Gli osservatori avvertiti avranno notato la costante ossessiva dell’UE nel chiudere gli occhi sulle pratiche dittatoriali del regime Kagame e, nello stesso tempo, nel fornirgli sostanziali appoggi, sia diplomatici che finanziari.


2. A CHE PUNTO È “VISION 2020”?

“Vision 2020”, un piano di riforme scaglionate su 20 anni, mira a fare del Ruanda un protagonista regionale di primo piano. Una versione africana di Singapore. Ma che ne è realmente di Vision 2020?
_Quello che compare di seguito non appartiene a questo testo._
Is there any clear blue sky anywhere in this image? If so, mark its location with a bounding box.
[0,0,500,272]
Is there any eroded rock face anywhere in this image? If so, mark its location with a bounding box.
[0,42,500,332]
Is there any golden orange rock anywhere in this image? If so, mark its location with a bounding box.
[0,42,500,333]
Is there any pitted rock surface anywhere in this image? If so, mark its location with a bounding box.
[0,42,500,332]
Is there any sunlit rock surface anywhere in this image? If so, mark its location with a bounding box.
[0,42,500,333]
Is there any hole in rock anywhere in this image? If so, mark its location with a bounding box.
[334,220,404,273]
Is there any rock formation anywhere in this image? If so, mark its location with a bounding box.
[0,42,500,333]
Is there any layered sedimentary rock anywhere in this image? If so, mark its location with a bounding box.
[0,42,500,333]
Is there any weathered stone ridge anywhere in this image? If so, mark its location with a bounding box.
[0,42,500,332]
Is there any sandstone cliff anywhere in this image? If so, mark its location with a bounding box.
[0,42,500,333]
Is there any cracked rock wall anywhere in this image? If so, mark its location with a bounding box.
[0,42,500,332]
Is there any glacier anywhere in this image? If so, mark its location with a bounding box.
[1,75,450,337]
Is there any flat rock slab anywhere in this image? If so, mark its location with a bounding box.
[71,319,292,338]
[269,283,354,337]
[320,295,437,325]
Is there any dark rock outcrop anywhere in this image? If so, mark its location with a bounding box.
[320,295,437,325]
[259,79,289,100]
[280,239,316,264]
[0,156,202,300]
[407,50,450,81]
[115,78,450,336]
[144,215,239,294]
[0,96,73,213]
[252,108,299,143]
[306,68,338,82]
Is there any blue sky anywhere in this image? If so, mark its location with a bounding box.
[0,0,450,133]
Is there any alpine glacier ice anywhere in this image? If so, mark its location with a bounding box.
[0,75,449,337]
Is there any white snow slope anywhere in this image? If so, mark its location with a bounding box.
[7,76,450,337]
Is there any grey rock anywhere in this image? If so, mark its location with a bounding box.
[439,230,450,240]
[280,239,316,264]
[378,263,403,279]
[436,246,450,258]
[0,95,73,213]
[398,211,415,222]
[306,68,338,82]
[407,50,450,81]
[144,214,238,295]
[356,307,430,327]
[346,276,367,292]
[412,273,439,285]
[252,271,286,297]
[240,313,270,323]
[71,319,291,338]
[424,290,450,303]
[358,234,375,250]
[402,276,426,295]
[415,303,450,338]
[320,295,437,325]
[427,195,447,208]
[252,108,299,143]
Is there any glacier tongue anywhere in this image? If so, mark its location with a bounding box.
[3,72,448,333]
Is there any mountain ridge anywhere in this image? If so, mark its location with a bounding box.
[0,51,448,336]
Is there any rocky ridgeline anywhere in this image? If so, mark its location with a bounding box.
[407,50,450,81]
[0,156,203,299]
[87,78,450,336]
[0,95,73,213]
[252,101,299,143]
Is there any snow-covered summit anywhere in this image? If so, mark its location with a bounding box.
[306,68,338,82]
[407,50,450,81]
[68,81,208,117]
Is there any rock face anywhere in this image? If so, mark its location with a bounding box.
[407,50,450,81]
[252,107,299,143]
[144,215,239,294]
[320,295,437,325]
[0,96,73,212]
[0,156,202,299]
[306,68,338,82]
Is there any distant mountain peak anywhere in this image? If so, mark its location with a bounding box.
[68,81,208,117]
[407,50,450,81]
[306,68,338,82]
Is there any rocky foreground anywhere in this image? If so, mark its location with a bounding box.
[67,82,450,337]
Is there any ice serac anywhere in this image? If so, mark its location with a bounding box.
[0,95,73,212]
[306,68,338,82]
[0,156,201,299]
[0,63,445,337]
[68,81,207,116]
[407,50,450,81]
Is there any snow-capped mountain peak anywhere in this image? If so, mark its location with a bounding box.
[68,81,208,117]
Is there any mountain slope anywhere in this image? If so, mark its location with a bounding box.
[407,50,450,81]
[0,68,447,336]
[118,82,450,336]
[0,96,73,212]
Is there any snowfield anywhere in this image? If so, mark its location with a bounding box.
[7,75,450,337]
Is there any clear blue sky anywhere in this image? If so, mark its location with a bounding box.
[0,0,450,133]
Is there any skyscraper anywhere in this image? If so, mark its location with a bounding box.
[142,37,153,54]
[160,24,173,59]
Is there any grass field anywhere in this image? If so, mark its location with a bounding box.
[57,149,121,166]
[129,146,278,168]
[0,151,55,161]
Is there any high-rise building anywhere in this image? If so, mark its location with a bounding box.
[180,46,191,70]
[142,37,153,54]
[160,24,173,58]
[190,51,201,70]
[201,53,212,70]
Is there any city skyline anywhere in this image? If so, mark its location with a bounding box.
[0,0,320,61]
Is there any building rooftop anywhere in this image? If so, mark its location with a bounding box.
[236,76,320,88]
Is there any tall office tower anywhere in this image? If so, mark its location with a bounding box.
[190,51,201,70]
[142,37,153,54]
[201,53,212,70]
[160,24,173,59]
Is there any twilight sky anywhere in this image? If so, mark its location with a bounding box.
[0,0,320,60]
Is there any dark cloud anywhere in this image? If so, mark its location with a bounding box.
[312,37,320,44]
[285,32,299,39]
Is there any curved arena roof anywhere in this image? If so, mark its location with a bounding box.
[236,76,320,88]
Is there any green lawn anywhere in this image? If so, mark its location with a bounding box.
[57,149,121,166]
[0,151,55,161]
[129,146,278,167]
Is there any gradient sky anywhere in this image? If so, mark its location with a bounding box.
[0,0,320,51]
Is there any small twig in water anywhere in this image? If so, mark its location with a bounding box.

Il Programma delle Nazioni Unite per lo Sviluppo (PNUD) ha fatto una valutazione di metà percorso di Vision 2020 e ha constatato una situazione piuttosto disastrosa: la povertà è in aumento e colpisce il 62% della popolazione rurale, quando nel 1990 l’indice era del 50%; circa il terzo della popolazione rwandese soffre di carenze alimentari; lo scarto tra i ricchi e i poveri sta raggiungendo un livello record e colloca il Ruanda fra i primi 15 paesi del mondo in cu maggiore è la disuguaglianza.

Il confronto con gli altri paesi africani dimostra che, per molti fattori di sviluppo economico, il Rwanda è il fanalino di coda. Per esempio, secondo i dati del PNUD e della Banca Mondiale, la speranza di vita dei Rwandesi è di 44 anni, ciò che è inferiore alla media africana di 46 anni. Meno del 45% dei bambini terminano la scuola elementare, mentre la media dell’Africa subsahariana è del 60%.

Il tasso di scolarizzazione nelle scuole superiori è del 17%, in confronto al 28% per l’Africa subsahariana. Nel 2009, nella classifica generale dei paesi secondo l’indice di sviluppo umano, che fa la sintesi della speranza di vita, del livello di vita e del livello di studi, il PNUD colloca il Rwanda tra i quindici ultimi paesi al mondo, ossia dietro la maggioranza dei trentotto paesi dell’Africa subsahariana.

Alla luce di questi dati e sapendo che il Rwanda di Paul Kagame è uno dei favoriti dai finanziatori occidentali che gli accordano un sostanziale aiuto di 55 $ per abitante, circa il triplo della media africana che è di 20 $ per abitante, la splendida città di Kigali riveste un altro volto, quello della concentrazione della ricchezza e dell’accaparramento dell’aiuto estero da parte di una minoranza urbana prossima al potere.

L’assenza di ogni traccia di miseria a Kigali, contrariamente ad altre città africane, è ottenuta al prezzo della violazione dei diritti dei senzatetto e dei bambini della strada, che sono in prigione nell’isola di Iwawa, come l’ha rivelato il giornale The New York Time l’1 maggio 2010.

Peggio ancora, il contrasto tra il fasto della città e la miseria della campagna è il risultato di una discriminazione etnica più forte che mai.

Gli Hutu, che costituiscono l’84% della popolazione rwandese, sono esclusi quasi totalmente dal potere. Sono collettivamente considerati come dei genocidari”.

Le statistiche sono molto eloquenti a proposito della discriminazione contro gli Hutu. L’alto comando dell’esercito ruandese comprende un ufficiale superiore hutu per 1 590 000 abitanti hutu e un ufficiale superiore tutsi per 34 600 abitanti tutsi.

Parimenti, nell’amministrazione pubblica rwandese, si registra un alto dirigente hutu per 500 000 abitanti hutu e un alto dirigente tutsi per 70 000 abitanti tutsi.

Gli orfani hutu della tragedia del 1994 sono abbandonati alla loro triste sorte contrariamente agli orfani tutsi che sono assistiti dal Fondo per l’aiuto ai superstiti del genocidio. La minima evocazione delle atrocità subite dagli Hutu è fortemente repressa dalle vaghe leggi sul “divisionismo” e “l’ideologia del genocidio” che causano un catena di arresti arbitrari.

Al di là dell’apparenza di modernità urbana, il Rwanda assomiglia più ad un vulcano in prossimità di un’eruzione che ad un’isola di prosperità in mezzo alla miseria africana.